One of them told us: “If I have an art form on leadership, it is to make as many mistakes as quickly as I can in order to learn.” Another recalled Harry Truman’s famous maxim: Whenever I make a bum decision, I just go out and make another one.”
Fletcher Byrom, retired chairman of Koppers, a construction materials and services company, was asked what was the hardest decision he ever had to make. He responded : “I don’t know what a hard decision is. All I can do is the best I can. To worry puts obstacles in the way of clear thinking.”

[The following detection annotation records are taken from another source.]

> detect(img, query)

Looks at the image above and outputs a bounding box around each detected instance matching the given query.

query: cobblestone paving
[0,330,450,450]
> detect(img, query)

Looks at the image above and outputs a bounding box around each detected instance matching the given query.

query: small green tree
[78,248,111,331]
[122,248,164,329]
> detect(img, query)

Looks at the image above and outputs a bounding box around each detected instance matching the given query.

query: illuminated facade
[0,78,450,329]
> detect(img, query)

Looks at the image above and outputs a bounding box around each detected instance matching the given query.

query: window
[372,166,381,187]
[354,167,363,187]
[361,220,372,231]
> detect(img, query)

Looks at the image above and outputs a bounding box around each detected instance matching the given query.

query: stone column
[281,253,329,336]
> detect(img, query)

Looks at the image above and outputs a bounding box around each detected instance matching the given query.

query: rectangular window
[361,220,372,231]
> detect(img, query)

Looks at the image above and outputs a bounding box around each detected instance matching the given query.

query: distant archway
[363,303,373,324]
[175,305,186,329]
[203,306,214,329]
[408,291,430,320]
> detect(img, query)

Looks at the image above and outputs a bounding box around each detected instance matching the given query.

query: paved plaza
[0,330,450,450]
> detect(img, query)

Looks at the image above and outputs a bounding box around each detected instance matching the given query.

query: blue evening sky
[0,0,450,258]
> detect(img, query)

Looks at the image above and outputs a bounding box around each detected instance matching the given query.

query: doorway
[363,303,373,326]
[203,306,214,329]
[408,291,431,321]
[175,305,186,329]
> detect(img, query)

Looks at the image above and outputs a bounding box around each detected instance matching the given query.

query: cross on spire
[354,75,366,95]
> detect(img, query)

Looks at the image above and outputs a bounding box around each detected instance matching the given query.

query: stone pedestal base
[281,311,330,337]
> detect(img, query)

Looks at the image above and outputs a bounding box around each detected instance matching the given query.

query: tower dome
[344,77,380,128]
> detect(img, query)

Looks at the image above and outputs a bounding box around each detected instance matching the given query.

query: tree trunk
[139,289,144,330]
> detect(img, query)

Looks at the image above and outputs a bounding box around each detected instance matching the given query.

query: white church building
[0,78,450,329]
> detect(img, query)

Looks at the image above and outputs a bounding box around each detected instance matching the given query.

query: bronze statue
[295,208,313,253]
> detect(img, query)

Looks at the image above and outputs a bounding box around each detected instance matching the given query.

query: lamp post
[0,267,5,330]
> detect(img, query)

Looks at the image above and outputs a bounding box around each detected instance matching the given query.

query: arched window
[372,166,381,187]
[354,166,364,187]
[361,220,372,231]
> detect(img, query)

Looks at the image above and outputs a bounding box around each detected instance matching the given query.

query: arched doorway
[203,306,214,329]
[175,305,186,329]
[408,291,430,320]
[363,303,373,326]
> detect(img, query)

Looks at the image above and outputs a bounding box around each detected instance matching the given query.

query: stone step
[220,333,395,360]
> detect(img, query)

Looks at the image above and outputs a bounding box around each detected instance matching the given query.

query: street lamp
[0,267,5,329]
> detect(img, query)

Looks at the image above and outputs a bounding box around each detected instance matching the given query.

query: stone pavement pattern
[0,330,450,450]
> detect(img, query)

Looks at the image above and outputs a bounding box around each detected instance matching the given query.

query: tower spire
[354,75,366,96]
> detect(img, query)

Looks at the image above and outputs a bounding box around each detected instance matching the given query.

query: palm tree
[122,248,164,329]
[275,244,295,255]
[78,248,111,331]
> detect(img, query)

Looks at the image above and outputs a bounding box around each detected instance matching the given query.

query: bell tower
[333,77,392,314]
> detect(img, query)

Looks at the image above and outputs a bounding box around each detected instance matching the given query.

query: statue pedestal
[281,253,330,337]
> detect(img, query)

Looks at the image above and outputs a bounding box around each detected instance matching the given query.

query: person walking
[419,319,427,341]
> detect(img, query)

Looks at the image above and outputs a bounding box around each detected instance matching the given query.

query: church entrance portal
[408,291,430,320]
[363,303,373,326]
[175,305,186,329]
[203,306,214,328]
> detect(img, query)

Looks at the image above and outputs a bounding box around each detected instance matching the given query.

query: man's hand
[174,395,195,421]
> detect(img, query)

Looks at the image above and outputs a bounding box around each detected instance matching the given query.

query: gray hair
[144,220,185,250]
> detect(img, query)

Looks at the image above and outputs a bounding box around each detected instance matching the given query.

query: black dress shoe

William Smithburg, chairman of Quaker Oats, took responsibility for two “mistakes” – the acquisition of a video-game business he has since closed down, and a pet-accessory business he bought and then wrote off. Later he told his employees: “I want you to take risks. There isn’t one senior manager in this company who hasn’t been associated with a product that flopped. That includes me. It’s like learning to ski. If you’re not falling down, you’re not learning.”
While we can’t say the leaders we interviewed hailed their failures, they were convinced they and their people could learn from mistakes. Some years ago, a promising IBM junior executive lost the company several million dollars in a risky venture. Thomas Watson, IBM’s founder, called the executive into his office, and the young man blurted out, “I guess you want my resignation?” Watson replied , “You can’t be serious. We’ve just spent millions of dollars educating you.”
Another attitude shared by these leaders is that they value the adventure of pouring their energies into a task. In each, we found a fusion of work and play. They enjoy what they’re doing too much to worry about failure.
They are walking the leadership tightrope without fear.